Cree Rovers
- Full name: Cree Rovers Football Club
- Founded: 1878
- Dissolved: 1881
- Ground: Barn Park
- President and Captain: D. M'Arthur
- Secretary: James Matthews
| Home colours |

= Cree Rovers F.C. =

Former association football club in Scotland

Cree Rovers F.C. was an association football club from Newton Stewart, Wigtownshire, Scotland.

== History ==

The club was founded in January 1878, and was named after the River Cree.

The Rovers entered the Scottish Cup four times, but only played in the competition twice. In 1878–79, the club had a walkover in the first round, but lost 3–0 at home to Queen of the South Wanderers in the second. In 1879–80, the Rovers lost 2–0 at home to Stranraer.

The club entered in both 1880–81 and 1881–82, but scratched from the 1880–81 competition, and had definitely disbanded before the 1881–82 competition, with most of the club members having joined the new Newton Stewart club.
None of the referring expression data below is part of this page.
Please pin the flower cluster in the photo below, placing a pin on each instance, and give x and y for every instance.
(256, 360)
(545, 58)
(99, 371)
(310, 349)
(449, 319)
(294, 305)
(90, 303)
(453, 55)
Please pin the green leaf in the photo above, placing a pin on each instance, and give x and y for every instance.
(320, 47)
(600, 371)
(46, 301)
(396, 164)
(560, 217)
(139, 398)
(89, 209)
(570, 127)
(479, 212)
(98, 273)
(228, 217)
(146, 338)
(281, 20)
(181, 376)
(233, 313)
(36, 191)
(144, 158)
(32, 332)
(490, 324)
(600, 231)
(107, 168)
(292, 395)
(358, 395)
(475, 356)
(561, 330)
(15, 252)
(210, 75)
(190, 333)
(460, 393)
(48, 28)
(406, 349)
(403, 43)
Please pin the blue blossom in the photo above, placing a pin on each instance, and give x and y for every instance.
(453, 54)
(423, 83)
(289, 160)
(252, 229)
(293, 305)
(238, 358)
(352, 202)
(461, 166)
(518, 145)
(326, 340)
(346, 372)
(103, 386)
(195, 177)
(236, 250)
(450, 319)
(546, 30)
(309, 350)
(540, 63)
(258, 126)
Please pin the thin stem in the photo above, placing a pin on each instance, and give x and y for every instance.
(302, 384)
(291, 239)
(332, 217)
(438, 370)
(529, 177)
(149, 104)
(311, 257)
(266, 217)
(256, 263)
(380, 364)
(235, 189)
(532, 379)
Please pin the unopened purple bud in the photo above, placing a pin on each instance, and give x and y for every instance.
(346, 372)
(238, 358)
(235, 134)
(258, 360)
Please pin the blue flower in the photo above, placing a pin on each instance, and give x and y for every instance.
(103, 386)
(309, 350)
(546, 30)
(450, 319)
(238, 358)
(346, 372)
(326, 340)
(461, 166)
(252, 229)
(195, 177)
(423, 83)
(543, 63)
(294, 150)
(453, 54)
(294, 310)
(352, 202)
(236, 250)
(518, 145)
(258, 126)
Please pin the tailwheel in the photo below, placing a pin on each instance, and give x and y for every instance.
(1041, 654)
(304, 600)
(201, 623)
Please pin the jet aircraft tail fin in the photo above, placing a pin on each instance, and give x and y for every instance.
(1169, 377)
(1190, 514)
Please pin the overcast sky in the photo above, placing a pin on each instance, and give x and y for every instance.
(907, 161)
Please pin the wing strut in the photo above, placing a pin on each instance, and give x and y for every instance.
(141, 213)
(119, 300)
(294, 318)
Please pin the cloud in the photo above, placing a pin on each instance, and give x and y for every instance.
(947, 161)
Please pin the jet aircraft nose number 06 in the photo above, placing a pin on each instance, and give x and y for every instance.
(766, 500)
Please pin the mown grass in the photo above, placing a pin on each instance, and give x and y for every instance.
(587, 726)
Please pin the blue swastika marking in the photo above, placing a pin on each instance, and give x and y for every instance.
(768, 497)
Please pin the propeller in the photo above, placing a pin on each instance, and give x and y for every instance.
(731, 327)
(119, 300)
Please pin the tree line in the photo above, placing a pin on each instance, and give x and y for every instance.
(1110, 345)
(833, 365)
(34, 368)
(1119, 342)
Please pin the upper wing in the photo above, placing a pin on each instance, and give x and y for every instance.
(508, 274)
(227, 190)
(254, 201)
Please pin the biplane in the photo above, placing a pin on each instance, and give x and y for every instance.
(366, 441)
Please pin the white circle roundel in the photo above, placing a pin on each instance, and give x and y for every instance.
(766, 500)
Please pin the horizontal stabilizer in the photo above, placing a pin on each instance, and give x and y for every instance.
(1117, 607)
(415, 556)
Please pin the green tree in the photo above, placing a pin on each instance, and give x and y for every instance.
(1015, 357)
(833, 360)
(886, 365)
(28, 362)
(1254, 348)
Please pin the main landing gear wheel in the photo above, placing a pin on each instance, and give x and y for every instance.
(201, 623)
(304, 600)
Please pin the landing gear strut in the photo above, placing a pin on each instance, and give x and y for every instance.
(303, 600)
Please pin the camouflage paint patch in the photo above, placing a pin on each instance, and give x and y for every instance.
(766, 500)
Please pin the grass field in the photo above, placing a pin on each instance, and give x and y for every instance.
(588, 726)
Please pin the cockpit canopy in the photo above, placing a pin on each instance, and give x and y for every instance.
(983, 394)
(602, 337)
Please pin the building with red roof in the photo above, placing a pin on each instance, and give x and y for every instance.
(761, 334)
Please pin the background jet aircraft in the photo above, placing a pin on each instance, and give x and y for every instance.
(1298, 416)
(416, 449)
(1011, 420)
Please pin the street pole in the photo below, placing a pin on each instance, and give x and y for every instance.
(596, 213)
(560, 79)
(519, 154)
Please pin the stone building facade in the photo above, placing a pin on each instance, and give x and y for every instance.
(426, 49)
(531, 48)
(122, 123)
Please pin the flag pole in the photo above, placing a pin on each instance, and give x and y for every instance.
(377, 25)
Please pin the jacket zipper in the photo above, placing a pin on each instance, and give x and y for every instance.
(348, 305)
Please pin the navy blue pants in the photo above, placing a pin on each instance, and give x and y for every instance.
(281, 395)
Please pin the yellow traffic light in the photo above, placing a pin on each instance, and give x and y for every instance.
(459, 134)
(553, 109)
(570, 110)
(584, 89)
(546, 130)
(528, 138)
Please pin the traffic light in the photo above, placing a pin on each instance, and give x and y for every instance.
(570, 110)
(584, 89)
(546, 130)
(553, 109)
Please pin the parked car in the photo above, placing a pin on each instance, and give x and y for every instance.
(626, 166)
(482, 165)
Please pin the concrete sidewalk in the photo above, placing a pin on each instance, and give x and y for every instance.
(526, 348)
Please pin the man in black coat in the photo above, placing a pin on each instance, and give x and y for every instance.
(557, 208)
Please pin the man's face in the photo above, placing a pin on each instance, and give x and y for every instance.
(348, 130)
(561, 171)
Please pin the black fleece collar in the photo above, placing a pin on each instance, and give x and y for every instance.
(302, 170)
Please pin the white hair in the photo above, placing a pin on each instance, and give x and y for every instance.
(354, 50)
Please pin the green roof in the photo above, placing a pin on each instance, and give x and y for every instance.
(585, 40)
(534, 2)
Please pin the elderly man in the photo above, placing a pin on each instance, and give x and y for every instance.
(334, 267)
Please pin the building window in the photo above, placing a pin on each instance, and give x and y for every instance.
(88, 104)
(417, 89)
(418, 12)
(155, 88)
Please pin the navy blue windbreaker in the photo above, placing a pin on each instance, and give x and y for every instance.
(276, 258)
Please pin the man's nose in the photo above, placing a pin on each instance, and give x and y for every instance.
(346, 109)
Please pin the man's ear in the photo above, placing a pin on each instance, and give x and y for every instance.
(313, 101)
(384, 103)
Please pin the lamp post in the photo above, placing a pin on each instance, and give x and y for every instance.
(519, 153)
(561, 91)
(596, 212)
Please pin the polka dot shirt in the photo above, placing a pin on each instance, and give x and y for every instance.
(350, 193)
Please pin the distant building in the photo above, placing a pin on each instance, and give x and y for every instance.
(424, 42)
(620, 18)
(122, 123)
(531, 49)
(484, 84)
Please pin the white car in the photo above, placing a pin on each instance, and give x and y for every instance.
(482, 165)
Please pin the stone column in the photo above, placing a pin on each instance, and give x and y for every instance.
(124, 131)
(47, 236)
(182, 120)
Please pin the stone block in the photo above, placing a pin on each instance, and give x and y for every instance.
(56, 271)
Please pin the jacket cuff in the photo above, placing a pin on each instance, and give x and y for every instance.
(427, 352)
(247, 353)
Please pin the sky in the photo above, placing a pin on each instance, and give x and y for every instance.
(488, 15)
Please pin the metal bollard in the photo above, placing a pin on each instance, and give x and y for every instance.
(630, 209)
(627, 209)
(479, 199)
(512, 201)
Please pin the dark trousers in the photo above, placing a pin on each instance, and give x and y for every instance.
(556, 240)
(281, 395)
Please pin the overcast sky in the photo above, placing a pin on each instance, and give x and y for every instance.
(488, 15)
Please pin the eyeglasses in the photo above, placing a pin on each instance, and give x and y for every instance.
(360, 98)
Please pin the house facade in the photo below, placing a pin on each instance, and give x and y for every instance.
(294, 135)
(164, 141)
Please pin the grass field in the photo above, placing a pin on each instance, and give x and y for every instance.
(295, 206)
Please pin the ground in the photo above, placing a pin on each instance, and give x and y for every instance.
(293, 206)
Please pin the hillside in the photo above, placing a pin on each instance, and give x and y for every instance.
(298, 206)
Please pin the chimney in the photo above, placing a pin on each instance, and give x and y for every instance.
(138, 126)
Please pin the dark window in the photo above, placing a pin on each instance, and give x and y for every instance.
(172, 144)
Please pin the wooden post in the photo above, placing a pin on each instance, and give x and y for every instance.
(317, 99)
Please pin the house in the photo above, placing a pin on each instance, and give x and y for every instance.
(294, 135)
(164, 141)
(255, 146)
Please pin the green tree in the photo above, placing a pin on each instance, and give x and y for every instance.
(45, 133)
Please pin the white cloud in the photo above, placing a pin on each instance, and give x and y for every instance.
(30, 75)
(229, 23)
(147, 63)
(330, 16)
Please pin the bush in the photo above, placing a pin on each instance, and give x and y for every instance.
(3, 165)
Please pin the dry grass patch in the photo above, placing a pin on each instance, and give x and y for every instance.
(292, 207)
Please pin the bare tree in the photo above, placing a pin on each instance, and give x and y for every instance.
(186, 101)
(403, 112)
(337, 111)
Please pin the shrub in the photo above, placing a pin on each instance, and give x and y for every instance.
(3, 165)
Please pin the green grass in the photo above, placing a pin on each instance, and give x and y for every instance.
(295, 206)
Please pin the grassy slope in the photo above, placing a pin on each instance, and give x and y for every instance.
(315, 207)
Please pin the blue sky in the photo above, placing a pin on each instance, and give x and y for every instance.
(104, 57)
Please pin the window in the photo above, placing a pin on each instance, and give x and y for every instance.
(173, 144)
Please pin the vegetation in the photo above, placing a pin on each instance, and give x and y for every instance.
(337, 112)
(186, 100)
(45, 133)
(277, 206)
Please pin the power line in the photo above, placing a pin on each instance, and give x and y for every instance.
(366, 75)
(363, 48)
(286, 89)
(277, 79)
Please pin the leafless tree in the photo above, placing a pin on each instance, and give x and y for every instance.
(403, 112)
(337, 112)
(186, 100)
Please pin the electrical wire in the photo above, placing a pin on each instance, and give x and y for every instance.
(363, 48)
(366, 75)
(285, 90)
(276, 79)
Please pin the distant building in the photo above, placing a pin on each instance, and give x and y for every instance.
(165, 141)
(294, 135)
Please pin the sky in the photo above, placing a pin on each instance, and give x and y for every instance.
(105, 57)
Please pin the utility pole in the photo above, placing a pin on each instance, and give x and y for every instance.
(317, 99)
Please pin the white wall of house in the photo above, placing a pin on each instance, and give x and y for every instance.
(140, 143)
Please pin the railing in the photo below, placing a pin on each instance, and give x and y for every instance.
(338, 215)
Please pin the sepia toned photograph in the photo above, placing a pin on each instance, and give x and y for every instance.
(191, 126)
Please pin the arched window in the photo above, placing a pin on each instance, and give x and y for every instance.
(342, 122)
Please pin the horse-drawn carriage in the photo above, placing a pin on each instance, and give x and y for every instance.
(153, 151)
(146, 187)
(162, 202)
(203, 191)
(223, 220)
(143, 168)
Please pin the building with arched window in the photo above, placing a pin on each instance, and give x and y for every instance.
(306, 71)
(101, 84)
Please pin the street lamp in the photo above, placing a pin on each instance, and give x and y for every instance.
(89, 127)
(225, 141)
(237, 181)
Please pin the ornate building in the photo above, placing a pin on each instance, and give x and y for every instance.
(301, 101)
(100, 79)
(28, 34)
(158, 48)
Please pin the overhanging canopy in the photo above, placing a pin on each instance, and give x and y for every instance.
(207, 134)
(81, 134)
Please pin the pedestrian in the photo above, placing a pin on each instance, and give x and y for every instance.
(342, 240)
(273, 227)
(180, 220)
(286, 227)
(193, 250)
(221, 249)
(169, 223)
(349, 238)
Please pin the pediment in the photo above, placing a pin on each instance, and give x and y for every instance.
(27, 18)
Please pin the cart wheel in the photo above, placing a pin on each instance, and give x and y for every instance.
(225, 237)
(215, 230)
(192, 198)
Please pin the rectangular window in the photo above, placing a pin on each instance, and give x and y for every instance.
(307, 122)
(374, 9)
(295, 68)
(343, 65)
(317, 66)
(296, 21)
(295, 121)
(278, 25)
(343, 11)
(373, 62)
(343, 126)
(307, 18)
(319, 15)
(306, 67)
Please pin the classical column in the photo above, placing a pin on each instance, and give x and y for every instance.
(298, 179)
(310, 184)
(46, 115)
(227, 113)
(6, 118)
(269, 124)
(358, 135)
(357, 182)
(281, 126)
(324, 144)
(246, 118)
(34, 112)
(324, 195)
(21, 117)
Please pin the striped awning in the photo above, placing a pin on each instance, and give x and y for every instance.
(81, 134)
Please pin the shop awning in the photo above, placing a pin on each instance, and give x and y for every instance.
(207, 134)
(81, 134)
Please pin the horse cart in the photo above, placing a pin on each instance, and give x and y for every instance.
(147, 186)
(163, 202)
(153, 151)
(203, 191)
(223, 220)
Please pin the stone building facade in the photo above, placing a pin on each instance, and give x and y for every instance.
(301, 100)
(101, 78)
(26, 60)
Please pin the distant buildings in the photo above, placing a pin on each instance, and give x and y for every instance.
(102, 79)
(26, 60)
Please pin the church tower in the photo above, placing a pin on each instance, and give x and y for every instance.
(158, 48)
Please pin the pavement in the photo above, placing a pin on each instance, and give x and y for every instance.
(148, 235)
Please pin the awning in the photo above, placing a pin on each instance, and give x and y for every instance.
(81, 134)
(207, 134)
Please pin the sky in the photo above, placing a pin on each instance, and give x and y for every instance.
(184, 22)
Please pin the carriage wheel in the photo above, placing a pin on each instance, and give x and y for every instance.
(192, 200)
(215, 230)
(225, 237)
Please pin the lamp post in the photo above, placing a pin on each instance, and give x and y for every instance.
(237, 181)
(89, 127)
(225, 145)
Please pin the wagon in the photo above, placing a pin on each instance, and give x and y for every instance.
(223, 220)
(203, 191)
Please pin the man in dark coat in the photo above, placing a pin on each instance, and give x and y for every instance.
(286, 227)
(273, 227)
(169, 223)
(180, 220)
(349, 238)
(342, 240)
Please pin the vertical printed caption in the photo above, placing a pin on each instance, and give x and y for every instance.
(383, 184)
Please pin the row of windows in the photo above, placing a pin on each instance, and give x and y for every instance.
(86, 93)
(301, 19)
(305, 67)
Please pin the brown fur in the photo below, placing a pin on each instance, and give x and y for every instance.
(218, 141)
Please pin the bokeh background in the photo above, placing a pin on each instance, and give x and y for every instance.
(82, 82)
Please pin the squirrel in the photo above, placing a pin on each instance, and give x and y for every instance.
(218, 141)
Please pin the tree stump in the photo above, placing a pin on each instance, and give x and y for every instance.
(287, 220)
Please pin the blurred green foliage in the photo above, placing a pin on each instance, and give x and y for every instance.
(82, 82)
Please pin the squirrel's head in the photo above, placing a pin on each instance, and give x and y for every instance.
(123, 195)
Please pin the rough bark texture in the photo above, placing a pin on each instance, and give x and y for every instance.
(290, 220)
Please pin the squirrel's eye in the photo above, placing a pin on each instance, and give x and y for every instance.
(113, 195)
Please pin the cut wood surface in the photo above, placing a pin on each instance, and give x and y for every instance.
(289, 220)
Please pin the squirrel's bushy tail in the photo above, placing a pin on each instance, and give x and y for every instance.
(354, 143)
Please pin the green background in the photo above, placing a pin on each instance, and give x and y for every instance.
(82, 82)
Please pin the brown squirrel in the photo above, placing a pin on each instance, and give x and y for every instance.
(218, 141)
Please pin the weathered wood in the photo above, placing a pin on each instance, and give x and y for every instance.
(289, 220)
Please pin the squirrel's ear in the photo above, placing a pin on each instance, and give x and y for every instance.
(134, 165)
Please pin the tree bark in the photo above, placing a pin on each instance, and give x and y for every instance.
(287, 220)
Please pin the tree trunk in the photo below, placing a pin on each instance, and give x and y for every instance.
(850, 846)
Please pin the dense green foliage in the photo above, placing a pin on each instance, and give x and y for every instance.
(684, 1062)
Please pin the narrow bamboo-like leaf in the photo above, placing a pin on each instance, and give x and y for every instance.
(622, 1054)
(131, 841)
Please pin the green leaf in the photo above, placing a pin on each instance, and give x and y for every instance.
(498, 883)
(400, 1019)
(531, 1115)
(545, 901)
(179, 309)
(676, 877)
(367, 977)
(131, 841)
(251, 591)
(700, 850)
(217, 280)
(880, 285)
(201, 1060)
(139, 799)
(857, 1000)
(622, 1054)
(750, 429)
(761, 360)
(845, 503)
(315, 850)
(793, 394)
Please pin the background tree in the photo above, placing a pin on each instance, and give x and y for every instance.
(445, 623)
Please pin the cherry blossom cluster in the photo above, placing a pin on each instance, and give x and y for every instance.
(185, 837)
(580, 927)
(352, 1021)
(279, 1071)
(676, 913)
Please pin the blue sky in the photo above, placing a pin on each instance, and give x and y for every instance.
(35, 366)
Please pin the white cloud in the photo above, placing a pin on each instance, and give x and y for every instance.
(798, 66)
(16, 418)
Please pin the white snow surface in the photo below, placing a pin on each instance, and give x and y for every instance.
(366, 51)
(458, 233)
The last recorded match for the club was against a Wigtownshire select side towards the end of the 1880–81 season.

==Colours==

The club played in blue and red hoops with white knickerbockers and blue hose, except in its first season, in which the knickerbockers were navy.

==Ground==

The club played at Barn Park, Kirroughtree, and had its club house at the Cree Hotel.